I referred in another thread to "Jak se ti tady líbí?"

Are there any rules on where the "se" goes? 

For example:

Jak tady se ti líbí?
Jak tady ti líbí se?

Is it freeform, or is there an ideal location for the "se" in most sentences?


----------



## Enquiring Mind

Fixed position, as discussed in Karel Tahal, A Grammar of Czech as a Foreign Language, pp 62-63. 
Jak tady se ti líbí?  Jak tady ti líbí se?  Jak se ti tady líbí?


----------



## djwebb1969

Thanks, I'll consult that page!


----------



## djwebb1969

OK, I can see that grammar PDF is actually better than Naughton's book, which contains many lacunae.


----------



## risa2000

Czech does not have fixed order in the sentence, so from your original phrase you can generate a lot of variations. Depending on how you order the words, you make an emphasis on the particular word - subject, object, verb, pronoun, adverb.
I believe the problem (for non native speaker) would be rather with "sonic harmony" of the sentence.
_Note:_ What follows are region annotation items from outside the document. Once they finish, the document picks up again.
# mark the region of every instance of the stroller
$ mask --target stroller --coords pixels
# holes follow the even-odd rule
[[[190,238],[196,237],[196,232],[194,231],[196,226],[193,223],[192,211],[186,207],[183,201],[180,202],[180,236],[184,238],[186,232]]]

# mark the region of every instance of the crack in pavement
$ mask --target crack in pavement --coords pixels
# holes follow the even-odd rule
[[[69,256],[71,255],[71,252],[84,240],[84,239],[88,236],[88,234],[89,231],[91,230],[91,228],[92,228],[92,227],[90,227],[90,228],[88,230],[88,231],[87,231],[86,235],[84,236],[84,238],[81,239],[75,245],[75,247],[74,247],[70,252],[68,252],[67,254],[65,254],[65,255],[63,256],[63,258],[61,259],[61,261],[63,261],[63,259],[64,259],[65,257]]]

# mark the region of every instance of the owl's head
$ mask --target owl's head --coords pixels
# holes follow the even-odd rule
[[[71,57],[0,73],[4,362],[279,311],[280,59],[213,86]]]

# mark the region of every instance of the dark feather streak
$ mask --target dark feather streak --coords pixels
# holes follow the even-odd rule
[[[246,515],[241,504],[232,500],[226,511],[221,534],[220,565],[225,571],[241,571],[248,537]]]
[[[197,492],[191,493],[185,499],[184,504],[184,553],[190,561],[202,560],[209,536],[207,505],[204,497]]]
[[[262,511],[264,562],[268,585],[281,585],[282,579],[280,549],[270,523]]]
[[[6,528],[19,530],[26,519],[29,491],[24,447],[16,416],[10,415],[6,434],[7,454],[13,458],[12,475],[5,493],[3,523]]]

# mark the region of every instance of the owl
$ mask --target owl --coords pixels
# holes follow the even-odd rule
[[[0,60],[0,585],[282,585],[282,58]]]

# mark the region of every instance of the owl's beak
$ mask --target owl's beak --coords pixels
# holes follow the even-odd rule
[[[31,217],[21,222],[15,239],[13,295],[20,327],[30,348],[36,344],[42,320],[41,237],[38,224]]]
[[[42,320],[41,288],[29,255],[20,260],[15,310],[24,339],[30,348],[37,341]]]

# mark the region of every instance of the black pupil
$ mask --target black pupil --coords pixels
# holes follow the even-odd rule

For example:
*Jak tady ti líbí se?* no one will probably use because of "unnatural" use of *ti*, but
*Jak tady tobě líbí se?* sounds possible (but a bit artificial)
and vice-versa. Sometimes *ti *sounds correct and sometimes *tobě*. Apart from that it is basically free game, but with each combination having emphasis (or not) on different part of the sentence and also some sounding more natural than the others. However if you would want to learn the neutral variant - it would be *jak se ti tady líbí?

EDIT: *I posted this reply before seeing the one from EM above. After checking the PDF he recommends, I would add that it refers to the "neutral" variants.


----------